Thèses en préparation

Le monde paroissial en Brabant et en Namurois. Structures et pratiques religieuses (XIIIe-XVIIe siècle) 

                    Morgane Belin, sous la direction de Xavier Hermand (UNamur) et de Michel Dorban (Université catholique de Louvain)

 


Structure et enjeux des systèmes polygyniques dans la société franque du Ve au VIIIe siècle

                    Justine Cudorge, sous la direction d'Étienne Renard (UNamur) et de Sylvie Joye (Université de Lorraine, Nancy)

Le projet entend mettre en lumière les caractéristiques des unions polygames pratiquées par les élites franques, avant tout la famille royale mérovingienne, du Ve au VIIIe siècle.
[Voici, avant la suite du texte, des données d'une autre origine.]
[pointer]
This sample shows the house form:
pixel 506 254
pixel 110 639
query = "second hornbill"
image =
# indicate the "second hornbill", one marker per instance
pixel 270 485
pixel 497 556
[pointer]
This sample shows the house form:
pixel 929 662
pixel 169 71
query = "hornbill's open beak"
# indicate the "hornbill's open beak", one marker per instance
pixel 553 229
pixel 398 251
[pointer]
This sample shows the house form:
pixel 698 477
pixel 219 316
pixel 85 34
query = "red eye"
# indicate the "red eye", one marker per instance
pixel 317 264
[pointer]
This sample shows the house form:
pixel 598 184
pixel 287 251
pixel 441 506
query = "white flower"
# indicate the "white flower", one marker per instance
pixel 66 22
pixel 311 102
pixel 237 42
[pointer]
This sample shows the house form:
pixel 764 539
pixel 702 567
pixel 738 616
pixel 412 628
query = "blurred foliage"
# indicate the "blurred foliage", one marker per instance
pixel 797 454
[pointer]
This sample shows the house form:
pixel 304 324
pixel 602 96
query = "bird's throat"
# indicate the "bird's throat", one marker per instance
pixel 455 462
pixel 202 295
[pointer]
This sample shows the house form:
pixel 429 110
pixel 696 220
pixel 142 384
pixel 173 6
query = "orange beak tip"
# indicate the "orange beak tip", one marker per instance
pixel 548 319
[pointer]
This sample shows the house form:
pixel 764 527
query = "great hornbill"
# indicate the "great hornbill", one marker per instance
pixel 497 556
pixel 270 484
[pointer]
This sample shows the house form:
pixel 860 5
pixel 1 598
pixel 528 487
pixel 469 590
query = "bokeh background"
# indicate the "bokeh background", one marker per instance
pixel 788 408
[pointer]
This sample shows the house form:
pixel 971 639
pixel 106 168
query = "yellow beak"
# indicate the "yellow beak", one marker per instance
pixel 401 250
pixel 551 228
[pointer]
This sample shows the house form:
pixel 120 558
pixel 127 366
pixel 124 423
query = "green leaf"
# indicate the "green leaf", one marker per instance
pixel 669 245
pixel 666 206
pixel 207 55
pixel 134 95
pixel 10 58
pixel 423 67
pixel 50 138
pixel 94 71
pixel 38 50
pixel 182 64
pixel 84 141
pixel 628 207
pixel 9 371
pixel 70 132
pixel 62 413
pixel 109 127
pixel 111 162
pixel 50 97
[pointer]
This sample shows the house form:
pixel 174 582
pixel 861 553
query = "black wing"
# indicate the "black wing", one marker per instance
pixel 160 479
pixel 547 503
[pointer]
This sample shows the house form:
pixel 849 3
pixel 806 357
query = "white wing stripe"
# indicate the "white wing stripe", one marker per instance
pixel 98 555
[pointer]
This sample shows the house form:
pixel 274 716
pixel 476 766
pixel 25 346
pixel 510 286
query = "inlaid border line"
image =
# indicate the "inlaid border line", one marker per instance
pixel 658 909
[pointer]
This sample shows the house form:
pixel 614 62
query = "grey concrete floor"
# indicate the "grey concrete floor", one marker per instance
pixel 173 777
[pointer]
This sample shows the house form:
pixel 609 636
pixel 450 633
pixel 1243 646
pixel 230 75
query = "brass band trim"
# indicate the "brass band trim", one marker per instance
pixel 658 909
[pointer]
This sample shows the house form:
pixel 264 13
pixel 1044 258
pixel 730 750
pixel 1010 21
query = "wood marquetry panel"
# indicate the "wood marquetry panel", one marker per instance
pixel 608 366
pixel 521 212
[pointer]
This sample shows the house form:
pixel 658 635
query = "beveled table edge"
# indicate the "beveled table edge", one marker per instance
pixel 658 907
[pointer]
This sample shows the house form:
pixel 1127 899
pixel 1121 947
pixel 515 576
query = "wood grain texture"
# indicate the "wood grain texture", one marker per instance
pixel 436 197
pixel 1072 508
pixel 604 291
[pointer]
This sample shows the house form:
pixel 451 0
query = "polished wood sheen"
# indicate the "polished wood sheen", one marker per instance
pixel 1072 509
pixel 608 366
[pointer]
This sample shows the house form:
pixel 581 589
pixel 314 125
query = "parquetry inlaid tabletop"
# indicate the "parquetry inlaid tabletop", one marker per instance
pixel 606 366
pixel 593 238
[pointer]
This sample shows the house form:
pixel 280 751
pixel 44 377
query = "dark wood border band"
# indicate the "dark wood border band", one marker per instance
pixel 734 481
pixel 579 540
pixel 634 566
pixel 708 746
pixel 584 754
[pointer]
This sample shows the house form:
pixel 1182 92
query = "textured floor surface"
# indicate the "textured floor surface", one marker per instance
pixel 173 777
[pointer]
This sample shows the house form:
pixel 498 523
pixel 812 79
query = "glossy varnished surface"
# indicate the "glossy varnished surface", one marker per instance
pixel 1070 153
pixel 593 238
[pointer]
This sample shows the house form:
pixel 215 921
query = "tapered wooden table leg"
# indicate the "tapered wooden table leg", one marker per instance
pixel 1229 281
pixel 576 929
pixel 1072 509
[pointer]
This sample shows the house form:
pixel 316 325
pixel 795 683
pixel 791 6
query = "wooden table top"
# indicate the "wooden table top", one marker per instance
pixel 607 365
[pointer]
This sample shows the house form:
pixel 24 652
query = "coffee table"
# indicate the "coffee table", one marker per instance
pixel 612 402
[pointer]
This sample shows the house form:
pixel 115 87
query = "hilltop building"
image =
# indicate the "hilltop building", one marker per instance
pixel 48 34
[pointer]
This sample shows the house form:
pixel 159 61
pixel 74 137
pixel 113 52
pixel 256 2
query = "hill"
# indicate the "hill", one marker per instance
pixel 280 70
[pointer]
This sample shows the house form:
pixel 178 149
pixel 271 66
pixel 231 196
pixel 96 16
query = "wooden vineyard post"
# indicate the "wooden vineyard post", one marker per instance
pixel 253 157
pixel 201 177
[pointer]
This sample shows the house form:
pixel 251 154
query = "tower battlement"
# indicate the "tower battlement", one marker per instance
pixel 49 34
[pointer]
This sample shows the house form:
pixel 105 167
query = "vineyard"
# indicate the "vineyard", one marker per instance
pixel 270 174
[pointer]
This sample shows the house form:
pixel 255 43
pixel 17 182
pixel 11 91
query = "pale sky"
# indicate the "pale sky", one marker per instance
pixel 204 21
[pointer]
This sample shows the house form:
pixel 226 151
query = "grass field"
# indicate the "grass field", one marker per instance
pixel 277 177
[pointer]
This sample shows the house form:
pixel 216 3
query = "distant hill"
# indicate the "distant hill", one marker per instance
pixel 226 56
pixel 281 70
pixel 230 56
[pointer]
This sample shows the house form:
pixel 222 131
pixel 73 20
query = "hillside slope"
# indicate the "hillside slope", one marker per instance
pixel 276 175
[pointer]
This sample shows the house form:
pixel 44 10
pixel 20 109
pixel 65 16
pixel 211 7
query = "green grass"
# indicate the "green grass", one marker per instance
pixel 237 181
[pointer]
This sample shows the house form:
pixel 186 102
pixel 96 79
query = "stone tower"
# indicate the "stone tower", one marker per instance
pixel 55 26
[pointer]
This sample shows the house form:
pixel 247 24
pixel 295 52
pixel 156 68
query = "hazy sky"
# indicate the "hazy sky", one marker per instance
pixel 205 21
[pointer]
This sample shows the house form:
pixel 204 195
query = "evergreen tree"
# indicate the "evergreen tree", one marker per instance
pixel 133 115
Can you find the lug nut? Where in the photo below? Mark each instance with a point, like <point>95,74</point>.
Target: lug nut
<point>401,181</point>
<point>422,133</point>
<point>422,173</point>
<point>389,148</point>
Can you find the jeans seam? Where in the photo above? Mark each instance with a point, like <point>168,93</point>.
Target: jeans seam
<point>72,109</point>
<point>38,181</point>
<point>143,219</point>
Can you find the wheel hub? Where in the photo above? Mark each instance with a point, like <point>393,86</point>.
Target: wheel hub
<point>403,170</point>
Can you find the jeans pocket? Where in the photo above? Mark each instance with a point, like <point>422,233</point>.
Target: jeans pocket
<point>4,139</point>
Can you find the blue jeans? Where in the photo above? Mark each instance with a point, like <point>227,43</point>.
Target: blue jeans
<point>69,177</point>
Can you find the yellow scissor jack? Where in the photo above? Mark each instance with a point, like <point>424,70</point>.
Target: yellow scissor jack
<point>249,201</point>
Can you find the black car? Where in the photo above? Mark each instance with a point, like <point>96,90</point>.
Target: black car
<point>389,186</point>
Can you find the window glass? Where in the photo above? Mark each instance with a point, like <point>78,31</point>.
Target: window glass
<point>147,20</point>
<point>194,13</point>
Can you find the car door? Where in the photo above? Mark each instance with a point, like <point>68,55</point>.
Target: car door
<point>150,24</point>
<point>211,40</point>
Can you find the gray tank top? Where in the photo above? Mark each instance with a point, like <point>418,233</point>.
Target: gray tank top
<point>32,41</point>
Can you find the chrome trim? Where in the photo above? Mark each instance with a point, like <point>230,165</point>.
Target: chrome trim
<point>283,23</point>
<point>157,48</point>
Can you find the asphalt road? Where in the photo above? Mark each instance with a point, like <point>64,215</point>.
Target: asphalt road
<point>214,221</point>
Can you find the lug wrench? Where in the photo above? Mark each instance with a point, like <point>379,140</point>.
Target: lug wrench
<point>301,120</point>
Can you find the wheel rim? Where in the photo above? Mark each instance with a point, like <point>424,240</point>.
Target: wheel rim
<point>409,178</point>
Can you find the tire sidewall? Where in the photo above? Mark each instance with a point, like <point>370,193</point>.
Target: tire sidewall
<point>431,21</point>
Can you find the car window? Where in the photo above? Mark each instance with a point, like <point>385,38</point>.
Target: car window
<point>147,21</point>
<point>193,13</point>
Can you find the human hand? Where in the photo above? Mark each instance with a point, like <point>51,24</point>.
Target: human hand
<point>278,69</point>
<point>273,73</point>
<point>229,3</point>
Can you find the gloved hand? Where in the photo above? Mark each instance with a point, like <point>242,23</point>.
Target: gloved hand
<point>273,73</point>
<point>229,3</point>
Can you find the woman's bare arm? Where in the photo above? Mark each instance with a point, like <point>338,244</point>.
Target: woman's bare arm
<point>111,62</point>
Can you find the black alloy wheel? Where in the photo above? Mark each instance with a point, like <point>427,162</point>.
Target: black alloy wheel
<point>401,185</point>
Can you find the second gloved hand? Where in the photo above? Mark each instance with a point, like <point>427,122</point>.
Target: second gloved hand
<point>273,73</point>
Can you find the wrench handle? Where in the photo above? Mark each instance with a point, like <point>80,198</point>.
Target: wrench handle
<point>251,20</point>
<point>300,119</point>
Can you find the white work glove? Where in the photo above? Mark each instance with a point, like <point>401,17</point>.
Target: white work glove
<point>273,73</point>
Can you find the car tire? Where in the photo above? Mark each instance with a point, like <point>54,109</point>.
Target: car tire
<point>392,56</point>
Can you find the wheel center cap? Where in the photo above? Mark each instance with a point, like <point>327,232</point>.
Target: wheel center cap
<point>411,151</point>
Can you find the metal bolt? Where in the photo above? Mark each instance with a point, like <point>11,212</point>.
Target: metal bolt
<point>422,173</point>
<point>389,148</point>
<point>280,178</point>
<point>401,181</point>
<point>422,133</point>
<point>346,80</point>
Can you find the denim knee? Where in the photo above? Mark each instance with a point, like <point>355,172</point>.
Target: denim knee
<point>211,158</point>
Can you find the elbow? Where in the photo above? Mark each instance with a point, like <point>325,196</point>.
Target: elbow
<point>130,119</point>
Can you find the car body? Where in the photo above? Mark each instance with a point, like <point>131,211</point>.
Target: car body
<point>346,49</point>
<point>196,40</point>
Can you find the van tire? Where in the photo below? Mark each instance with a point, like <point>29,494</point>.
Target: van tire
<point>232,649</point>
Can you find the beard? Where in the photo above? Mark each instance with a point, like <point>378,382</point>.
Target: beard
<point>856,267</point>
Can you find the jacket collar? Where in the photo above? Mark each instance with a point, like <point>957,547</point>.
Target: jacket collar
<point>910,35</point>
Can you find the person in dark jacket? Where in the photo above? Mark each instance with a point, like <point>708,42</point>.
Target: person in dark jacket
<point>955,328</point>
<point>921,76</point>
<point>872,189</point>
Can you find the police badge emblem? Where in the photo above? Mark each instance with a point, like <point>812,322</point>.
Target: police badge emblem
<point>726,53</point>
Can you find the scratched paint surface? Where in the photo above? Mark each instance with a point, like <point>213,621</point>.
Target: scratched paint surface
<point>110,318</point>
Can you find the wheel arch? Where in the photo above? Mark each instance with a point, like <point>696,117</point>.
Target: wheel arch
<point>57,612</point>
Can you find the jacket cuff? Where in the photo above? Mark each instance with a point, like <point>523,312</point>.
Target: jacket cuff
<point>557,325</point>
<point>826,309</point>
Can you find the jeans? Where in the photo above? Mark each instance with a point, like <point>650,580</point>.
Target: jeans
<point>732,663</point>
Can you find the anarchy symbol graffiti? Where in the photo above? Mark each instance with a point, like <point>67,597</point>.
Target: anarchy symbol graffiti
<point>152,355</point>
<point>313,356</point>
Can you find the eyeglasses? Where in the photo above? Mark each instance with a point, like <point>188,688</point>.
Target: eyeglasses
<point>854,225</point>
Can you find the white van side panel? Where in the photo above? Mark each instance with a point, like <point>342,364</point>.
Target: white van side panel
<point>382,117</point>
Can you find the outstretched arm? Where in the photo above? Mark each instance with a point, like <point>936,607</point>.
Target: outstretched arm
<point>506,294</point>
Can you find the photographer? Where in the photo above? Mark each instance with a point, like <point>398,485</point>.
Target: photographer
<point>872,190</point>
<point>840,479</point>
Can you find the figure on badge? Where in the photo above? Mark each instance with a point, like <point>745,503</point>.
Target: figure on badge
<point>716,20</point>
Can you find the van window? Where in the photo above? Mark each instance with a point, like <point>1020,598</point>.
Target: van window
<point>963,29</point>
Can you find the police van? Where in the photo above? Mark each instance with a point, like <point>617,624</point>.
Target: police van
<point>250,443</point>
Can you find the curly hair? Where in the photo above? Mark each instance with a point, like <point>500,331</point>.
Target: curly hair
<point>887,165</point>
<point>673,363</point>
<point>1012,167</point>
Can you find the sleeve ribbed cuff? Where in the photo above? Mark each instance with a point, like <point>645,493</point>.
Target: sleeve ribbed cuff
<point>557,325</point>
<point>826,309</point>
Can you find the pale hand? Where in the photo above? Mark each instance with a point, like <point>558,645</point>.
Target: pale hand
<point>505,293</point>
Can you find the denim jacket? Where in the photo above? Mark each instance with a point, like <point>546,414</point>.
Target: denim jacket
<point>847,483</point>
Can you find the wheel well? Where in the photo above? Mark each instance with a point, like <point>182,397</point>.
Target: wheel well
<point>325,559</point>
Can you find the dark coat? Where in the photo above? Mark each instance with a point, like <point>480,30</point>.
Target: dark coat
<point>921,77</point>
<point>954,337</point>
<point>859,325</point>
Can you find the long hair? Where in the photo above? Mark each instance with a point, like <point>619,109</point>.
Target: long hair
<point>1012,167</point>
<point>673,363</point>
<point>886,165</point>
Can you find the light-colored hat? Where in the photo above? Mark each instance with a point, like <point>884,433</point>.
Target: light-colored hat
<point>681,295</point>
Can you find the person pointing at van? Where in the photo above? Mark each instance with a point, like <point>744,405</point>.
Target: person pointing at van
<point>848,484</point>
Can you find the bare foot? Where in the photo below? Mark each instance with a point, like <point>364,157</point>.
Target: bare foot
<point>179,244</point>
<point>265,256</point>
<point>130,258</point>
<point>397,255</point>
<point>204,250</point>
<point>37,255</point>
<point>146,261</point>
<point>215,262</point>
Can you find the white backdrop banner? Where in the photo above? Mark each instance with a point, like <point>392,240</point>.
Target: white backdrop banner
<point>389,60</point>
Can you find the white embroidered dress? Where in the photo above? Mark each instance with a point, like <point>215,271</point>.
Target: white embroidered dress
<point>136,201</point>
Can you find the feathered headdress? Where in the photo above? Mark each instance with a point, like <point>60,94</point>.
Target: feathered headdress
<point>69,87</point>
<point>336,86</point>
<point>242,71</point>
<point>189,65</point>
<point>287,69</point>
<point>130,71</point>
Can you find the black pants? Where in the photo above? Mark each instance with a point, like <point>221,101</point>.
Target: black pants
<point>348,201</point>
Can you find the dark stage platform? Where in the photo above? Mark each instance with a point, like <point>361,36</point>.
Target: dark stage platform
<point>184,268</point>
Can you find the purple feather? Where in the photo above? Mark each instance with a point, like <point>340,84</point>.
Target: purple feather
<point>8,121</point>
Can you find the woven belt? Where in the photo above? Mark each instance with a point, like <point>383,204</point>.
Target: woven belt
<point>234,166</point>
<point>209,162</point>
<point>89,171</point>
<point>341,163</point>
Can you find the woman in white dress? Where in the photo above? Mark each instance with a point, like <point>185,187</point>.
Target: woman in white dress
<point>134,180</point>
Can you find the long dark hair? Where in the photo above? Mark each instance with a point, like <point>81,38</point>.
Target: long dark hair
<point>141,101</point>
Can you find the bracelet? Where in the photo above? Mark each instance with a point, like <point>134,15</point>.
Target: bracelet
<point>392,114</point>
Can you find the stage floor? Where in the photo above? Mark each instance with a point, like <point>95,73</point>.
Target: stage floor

En dépit de l’existence d’une documentation écrite portant sur des personnages emblématiques tels que les reines Clotilde, Brunehaut et Bathilde, ou des apports des découvertes archéologiques comme les récentes analyses du sarcophage d’Arégonde, les épouses et concubines des élites franques n’ont pas fait l’objet d’une étude globale fouillée.  En raison de l’hostilité des rédacteurs de chroniques appartenant au monde ecclésiastique envers les unions multiples et de la légende noire des « rois fainéants » mérovingiens diffusée par la propagande carolingienne, ces pratiques matrimoniales sont encore mal connues et pâtissent d’a priori négatifs.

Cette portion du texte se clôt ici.